Mandates vs Autonomy
The crypto-economic security derives from a law of large numbers. Bitcoin and Ethereum are able to achieve these large numbers by incentivizing participants. They have a strict set of rules to follow that turn inputs into reliable outputs.
DAOs can't incentivize the needed large numbers because when we pay for people to respond, unlike the very specific rules of hardware miners, we get more noise as we pay more. Its exactly the opposite of the higher signal bitcoin receives.
Now before I divulge the solution for this problem, you must understand why autonomy is needed. Take a look at my sophisticated diagram with a worker, a factory, and a town.
Without autonomy, the worker is going to be paid by the factory which serves the town. Maybe the town people pay the factory through taxes. Maybe direct. We all agree that the worker is being paid by the factory and his mandate is to do his factory job. He does not have autonomy. There is one entity telling him what he's worth.

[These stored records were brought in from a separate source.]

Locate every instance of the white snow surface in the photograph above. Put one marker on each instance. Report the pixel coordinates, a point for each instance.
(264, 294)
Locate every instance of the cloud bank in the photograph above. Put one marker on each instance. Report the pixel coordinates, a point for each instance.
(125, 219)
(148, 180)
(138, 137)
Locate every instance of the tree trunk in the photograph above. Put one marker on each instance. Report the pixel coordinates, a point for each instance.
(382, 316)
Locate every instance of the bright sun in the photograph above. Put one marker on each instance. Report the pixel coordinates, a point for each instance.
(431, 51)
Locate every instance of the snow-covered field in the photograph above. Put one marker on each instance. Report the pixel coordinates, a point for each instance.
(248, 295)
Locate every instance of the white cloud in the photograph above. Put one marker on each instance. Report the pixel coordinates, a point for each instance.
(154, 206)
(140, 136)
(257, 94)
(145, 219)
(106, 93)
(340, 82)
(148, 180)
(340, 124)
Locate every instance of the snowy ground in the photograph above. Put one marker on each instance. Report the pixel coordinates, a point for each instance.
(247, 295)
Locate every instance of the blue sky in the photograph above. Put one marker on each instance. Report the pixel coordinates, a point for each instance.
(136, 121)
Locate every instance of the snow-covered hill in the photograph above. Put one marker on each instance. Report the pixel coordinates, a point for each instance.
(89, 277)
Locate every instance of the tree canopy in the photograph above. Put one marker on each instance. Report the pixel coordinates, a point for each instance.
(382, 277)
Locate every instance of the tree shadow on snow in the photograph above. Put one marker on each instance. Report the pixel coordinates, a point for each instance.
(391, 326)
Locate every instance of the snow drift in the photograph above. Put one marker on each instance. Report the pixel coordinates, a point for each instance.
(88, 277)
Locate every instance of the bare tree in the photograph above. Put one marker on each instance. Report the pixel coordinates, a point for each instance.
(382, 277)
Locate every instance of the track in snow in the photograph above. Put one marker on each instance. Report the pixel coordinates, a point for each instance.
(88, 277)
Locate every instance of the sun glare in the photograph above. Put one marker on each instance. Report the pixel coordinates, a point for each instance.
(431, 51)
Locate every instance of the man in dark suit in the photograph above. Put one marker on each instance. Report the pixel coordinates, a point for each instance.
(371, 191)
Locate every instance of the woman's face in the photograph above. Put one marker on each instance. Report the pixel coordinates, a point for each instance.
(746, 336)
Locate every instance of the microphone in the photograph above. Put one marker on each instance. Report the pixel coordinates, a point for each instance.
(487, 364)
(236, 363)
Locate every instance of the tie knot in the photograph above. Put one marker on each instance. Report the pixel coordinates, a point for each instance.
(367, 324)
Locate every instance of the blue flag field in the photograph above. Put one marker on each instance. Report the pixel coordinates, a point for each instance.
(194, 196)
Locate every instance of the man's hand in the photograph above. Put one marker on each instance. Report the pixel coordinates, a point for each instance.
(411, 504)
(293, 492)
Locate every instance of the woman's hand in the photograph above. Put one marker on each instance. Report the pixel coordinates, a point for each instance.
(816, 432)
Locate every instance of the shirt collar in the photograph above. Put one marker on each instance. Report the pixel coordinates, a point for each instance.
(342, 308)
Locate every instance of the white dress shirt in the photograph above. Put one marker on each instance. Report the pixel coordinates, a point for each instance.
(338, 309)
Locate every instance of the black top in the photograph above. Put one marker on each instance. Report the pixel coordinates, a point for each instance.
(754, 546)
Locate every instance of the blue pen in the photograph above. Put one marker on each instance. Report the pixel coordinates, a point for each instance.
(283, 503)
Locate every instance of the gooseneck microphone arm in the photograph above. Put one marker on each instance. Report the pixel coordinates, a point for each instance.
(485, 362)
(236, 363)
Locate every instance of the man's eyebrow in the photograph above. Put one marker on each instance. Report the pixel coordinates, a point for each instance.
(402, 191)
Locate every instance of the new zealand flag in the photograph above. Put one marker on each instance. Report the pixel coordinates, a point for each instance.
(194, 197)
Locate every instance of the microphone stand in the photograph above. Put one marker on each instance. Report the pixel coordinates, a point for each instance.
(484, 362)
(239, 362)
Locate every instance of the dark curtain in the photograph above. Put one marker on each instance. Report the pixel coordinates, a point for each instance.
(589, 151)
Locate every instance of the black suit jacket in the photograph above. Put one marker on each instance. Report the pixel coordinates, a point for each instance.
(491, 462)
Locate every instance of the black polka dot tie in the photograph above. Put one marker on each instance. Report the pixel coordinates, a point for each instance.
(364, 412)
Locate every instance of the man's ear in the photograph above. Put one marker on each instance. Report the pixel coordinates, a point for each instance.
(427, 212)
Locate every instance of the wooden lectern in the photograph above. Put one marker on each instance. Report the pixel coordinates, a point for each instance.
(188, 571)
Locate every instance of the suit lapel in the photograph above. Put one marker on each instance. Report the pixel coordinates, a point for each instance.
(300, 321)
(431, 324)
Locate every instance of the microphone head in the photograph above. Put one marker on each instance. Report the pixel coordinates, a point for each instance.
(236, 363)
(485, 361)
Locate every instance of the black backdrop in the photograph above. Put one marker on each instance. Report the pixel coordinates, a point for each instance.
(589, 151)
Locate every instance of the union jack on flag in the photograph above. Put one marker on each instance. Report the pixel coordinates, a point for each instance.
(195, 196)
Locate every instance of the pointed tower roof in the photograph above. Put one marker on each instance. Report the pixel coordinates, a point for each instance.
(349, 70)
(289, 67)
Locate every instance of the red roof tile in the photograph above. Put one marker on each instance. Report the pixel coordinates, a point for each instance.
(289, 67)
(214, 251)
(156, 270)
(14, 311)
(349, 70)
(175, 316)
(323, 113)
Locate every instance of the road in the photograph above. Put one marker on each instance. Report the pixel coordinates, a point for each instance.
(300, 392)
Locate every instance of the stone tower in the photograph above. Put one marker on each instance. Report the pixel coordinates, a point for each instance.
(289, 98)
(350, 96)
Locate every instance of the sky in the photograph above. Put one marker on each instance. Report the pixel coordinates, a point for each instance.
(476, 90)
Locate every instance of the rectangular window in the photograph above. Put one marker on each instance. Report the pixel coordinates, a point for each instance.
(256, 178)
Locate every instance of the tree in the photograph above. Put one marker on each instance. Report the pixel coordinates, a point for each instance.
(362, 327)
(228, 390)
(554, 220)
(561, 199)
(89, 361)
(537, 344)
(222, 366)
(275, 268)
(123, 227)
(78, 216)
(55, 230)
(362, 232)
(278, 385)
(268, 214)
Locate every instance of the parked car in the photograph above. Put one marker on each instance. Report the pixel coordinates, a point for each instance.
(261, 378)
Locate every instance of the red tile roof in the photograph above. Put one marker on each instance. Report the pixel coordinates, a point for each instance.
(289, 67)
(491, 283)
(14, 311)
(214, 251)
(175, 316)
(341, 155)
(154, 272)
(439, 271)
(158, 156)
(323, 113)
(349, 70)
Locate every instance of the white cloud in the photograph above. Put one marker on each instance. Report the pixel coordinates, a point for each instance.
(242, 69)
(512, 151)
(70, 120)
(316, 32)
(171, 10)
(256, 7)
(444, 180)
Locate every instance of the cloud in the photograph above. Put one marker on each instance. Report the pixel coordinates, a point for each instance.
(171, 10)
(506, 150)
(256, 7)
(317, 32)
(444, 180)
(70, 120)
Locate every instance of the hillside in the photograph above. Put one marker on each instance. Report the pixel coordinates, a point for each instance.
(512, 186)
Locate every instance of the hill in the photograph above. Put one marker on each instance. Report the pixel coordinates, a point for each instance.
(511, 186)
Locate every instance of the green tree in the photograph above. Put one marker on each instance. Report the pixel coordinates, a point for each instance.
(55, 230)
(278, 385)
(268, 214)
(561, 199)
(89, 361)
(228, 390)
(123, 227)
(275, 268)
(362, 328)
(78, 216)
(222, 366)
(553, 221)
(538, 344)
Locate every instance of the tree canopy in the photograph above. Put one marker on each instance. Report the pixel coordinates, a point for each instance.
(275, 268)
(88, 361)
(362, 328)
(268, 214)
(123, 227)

Centralization means that the decision making autonomy is centralized in the factory, not the worker.
Now we know that this little dude would be SOOO much more productive if he was inspired, working for himself, in his lane, moisturized, and thriving. Why do we know this?
Centralization is good for aligning individual actors through mandates to collaborate in a way that the factory gets to keep the increasing returns from the collaboration.

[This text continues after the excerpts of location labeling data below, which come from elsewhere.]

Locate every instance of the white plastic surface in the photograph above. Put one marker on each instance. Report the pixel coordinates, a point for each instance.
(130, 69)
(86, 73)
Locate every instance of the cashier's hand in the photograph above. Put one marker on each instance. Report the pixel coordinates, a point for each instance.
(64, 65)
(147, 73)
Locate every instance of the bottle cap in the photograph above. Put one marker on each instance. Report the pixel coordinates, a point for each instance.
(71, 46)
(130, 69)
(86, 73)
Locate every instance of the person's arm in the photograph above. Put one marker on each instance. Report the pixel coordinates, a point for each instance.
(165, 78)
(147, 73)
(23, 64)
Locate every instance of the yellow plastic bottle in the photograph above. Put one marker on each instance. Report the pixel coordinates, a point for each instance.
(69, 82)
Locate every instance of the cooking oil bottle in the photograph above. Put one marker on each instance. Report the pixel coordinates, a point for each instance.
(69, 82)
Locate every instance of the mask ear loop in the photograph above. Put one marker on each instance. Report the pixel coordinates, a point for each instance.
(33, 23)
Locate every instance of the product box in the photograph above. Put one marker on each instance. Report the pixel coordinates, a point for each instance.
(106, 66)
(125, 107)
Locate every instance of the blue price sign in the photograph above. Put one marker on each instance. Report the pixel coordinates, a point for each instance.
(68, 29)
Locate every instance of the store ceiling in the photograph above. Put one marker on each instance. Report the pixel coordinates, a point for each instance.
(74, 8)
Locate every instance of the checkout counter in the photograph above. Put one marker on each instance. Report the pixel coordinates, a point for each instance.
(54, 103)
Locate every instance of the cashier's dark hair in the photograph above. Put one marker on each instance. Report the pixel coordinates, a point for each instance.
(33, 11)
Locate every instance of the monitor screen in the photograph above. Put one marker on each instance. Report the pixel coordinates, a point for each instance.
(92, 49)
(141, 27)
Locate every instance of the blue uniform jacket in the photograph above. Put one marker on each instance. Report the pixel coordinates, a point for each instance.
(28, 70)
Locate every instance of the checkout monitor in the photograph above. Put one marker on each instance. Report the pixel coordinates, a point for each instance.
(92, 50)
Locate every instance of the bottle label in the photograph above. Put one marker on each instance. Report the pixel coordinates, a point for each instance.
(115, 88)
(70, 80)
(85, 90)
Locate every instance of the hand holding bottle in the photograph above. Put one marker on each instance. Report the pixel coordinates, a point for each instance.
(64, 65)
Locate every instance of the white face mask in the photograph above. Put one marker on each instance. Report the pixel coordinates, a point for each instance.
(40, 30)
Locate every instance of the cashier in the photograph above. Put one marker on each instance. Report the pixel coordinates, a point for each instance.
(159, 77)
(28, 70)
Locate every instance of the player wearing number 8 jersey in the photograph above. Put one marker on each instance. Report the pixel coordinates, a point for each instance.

Decentralization is good for letting the little dude go and price his skills on the market and optimize his skills to be the best at what he does. Capitalism is a great tool for driving this.
Autonomy is a good tool for the little guy to want to go optimize his skills. If he stays employed with the factory instead of running his own business he will be motivated to be as good as the average DMV worker. Unless the centralized entity is transparent about his pay an others. If he feels that his pay is legitimate, he will work to the extent of his capability.
DAOs are a new mechanism trying to bring the economies of scale benefits to many centralized entities. The only way to do this is to maximize for the centralized entities - the workers - to optimize as if they were selling to a market. Now how do they allow the autonomy to the worker to sell to the market and optimize 100% while still ensuring they are in collaborate mode and not defect mode?
This is the problem DAOs are trying to solve.
DAOs Are Not Entities
Not even that cute Cayman foundation or the well structured OpCo which must listen to token holders. Those are both centralized entities that are part of the network. DAOs are ecosystem. They include a bunch of centralized entities which are good at optimizing for revenue.
DAOs are ecosystems like a city.
All the people living there (users) and the businesses they support (protocol and dapp builders) need the infrastructure like the roads and electricity (open source dev tools and blockchain code). We need service providers to pick up sanitation and provide public services like parks (security subsidy fund) or even specialized SPs to drive subsidies for businesses (development incentives) in a food desert or low cost capital for real estate developers (liquidity incentives).
Yes, there is a place for a city hall (foundation or OpCo), however, if city hall does all the work itself it will just bloat. Because it hires by mandate, it can coordinate collaboration in a centralized and gatekept way. Even when trying to decentralize and hire more service providers - only the friends of City Hall will feel like they have a chance to be hired.
You aren't in a DAO, you are participating in decentralized and autonomous organizing. The difference of good centralized governance and good decentralized governance is that decentralized must be so good people choose to opt into the rules.
Should the city optimize for revenue? No. It should optimize for more users moving to the city. Not by paying for their first month rent and watching them move out of the city after the program ends, but by supporting the things that make a uniquely enjoyable experience living in the city.